Jeudi 3 septembre, l’anticyclone progresse vers le nord. Le soleil domine dans une grande partie du pays tandis que les fortes chaleurs gagnent du terrain. Le Languedoc peut dépasser 35 °C, avec une hausse supplémentaire attendue ensuite dans le Sud-Ouest. Vendredi 4 septembre constitue le moment où la situation pourrait devenir la plus remarquable, notamment dans la vallée du Rhône et le Sud-Ouest. Certaines projections envisagent des températures proches de niveaux records pour un début septembre.

Il faut toutefois éviter une erreur fréquente : une prévision de 38 ou 39 °C dans certains secteurs ne signifie pas automatiquement qu’une canicule nationale est déclarée. La définition française d’une vague de chaleur repose notamment sur l’indicateur thermique national et sur la durée de l’épisode. La Vigilance météorologique tient ensuite compte des seuils départementaux et des conséquences potentielles. Une journée très chaude peut donc être spectaculaire sans constituer à elle seule une canicule au sens officiel.

Cette distinction n’enlève rien aux conséquences concrètes. À partir de 35 °C, l’organisme doit évacuer davantage de chaleur. La transpiration augmente, le rythme cardiaque peut s’accélérer et la déshydratation devient plus facile, notamment chez les personnes âgées, les jeunes enfants et les personnes fragiles. Les logements qui ont accumulé de la chaleur pendant plusieurs jours peuvent aussi devenir difficiles à rafraîchir, surtout lorsque les nuits restent élevées.

La température nocturne constitue justement l’un des meilleurs indicateurs du caractère réellement pénible d’un épisode chaud. Une maximale élevée pendant quelques heures est une chose. Une température qui reste supérieure à 20 °C pendant la nuit en est une autre. Lorsque le logement ne redescend plus suffisamment en température, le sommeil devient plus difficile et l’organisme dispose de moins de temps pour récupérer.

Le Sud-Est sera particulièrement surveillé. Les secteurs méditerranéens connaissent déjà régulièrement des températures élevées en septembre et disposent d’un climat où les épisodes chauds peuvent se prolonger plus tard dans l’année. Mais la vallée du Rhône possède une autre caractéristique : sa géographie favorise parfois l’accumulation de chaleur dans certaines situations météorologiques.

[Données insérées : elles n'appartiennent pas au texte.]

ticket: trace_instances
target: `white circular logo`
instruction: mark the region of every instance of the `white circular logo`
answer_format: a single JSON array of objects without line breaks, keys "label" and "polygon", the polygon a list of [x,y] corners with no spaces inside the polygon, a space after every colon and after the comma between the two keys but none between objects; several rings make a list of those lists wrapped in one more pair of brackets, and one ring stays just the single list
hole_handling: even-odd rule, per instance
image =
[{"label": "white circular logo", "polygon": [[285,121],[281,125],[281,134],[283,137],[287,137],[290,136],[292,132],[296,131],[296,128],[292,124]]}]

Les flux méridionaux et la forte irradiation solaire peuvent y produire des températures très élevées.

Dans l’Ain, le Bugey et les secteurs proches de la vallée du Rhône, la situation pourra être très contrastée selon l’altitude et l’exposition. Une station située en plaine ou dans une vallée peut afficher plusieurs degrés de plus qu’un secteur de moyenne montagne. À 700 ou 800 mètres d’altitude, la température maximale peut rester sensiblement inférieure à celle d’une agglomération située quelques dizaines de kilomètres plus loin en plaine. Cette différence devient particulièrement intéressante pour les personnes qui cherchent un peu de fraîcheur sans parcourir plusieurs centaines de kilomètres.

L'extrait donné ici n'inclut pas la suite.